The guidelines, which were released two months back, contain a number of changes and additional requirements that are supposed to be followed by the hospitals, nursing homes, clinic, dispensaries, veterinary institution, animal house, pathological laboratory, blood bank etc. These range to various norms relating to treatment of wastes, registrations process, record keeping by organisations, duties of operators as well as monitoring and implementation by relevant authorities of compliance under the law.
Some of the major changes/ additions done to the rules include
- No More Plastic- Rules specify that occupiers will have to phase out use of chlorinated plastic bags, gloves and blood bags within two years from the date of notification of these rules.
- Bar Coding- Occupiers will have to establish a Bar- Code System for bags or containers containing bio-medical waste to be sent out of the premises or place for any purpose within one year from the date of the notification of these rules.
- Display Monthly records on Website- Occupiers will have to maintain and update on day to day basis the bio-medical waste management register and display the monthly record on its website according to the bio-medical waste generated in terms ofcategory and colour coding as specified in Schedule I.
- Reporting of Incidents - report major accidents including accidents caused by fire hazards, blasts during handling of biomedical waste and the remedial action taken and the records relevant thereto, (including nil report) in Form I to the prescribed authority and also along with the annual report.
- Hold Records for 5 years- Every authorized person shall maintain records related to the generation, collection, reception, storage, transportation, treatment, disposal or any other form of handling of bio-medical waste, for a period of five years, in accordance with these rules and guidelines issued by the Central Government or the Central Pollution Control Board or the prescribed authority as the case may be.
Not only this, the rules have also called for a creation of a District Level Monitoring Committee for the monitoring of compliance with the rules.

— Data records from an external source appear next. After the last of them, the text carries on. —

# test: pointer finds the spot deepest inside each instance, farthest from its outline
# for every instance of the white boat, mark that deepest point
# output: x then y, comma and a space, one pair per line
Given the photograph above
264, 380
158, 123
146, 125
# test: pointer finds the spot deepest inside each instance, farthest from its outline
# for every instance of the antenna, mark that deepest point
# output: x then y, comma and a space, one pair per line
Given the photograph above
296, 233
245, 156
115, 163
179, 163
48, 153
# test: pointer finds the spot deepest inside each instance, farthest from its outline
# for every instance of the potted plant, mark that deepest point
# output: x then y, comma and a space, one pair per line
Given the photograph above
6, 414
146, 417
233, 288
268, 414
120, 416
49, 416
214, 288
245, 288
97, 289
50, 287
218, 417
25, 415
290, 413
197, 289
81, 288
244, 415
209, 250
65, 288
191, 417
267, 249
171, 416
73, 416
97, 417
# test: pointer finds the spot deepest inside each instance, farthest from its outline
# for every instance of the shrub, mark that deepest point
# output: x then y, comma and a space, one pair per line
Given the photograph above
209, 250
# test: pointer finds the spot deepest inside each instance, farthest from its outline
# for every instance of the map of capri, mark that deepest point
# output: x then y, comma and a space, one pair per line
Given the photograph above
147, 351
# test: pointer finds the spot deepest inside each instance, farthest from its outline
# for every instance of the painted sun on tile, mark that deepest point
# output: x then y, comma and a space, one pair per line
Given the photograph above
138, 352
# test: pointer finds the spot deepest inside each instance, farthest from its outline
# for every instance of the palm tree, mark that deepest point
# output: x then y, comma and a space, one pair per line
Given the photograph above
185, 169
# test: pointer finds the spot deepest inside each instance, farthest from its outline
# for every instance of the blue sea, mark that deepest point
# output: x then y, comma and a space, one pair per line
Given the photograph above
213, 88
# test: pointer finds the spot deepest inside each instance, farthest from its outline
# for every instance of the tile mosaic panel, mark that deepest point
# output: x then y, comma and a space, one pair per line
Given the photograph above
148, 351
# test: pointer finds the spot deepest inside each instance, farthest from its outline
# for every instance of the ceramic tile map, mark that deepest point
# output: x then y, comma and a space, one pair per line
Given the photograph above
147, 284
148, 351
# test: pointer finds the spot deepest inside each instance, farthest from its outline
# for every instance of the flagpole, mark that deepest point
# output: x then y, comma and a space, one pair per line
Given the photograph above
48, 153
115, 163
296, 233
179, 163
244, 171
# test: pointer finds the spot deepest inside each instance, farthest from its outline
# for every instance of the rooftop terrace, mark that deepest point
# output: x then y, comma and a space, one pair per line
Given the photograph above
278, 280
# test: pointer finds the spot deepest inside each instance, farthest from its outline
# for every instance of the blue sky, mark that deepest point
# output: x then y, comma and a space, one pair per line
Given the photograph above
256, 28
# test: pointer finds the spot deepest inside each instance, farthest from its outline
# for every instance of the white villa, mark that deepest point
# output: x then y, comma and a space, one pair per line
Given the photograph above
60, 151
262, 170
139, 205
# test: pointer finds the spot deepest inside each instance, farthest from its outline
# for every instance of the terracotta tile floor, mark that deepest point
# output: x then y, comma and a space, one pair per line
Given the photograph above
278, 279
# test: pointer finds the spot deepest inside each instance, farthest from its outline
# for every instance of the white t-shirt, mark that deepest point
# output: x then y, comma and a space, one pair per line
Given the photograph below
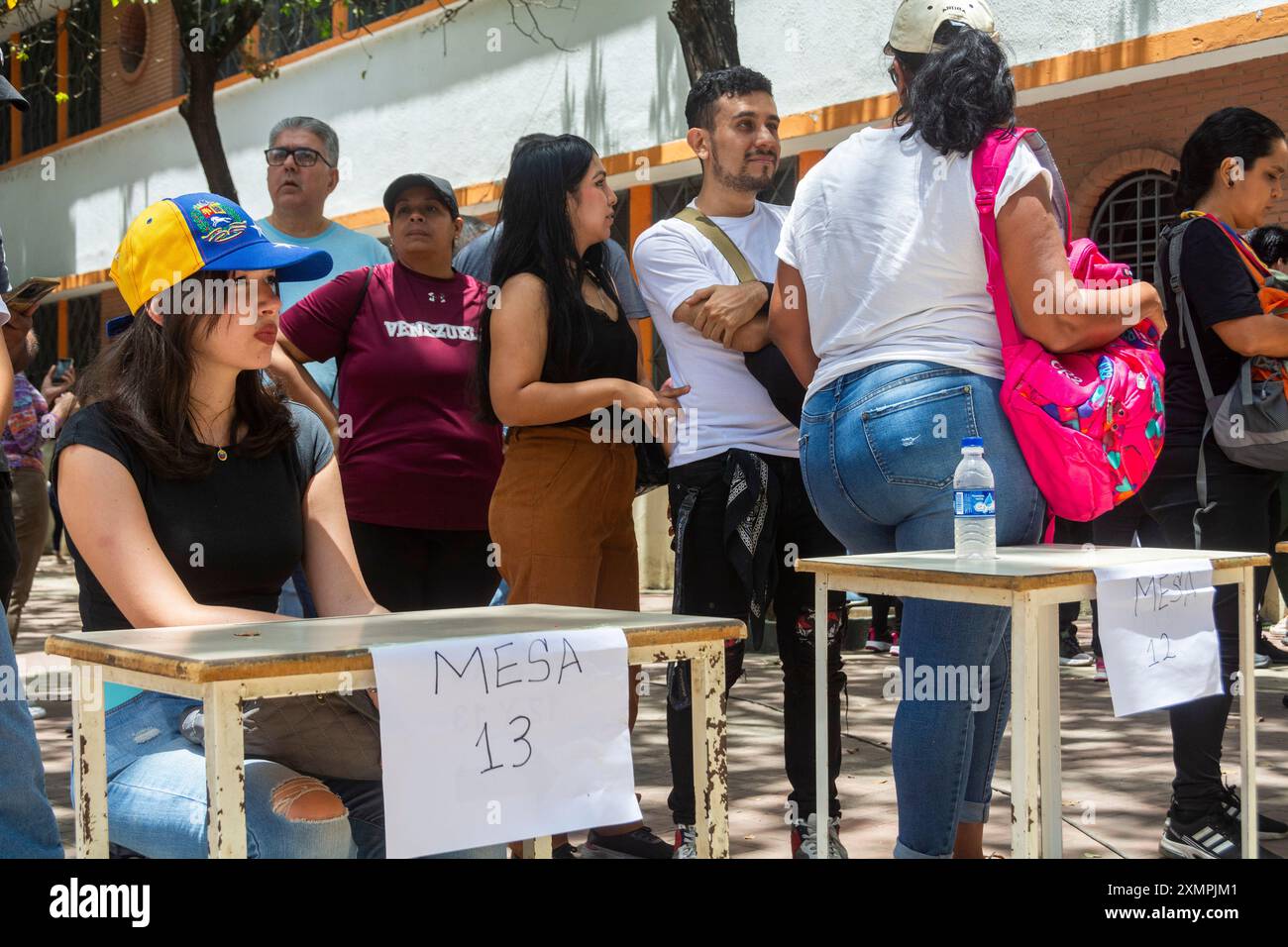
887, 239
726, 407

These include
- Every State Government or Union territory Administration shall constitute District Level Monitoring Committee in the districts under the chairmanship of District Collector or District Magistrate or Deputy Commissioner or Additional District Magistrate to monitor the compliance of the provisions of these rules in the health care facilities generating bio-medical waste and in the common bio-medical waste treatment and disposal facilities, where the bio-medical waste is treated and disposed of.
- The District Level Monitoring Committee constituted under sub-rule (4) shall submit its report once in six months to the State Advisory Committee and a copy thereof shall also be forwarded to State Pollution Control Board or Pollution Control Committee concerned for taking further necessary action.
- The District Level Monitoring Committee shall comprise of District Medical Officer or District Health Officer, representatives from State Pollution Control Board or Pollution Control Committee, Public Health Engineering Department, local bodies or municipal corporation, Indian Medical Association, common bio-medical waste treatment facility and registered nongovernmental organisations working in the field of bio-medical waste management and the Committee may co-opt other members and experts, if necessary and the District Medical Officer shall be the Member Secretary of this Committee.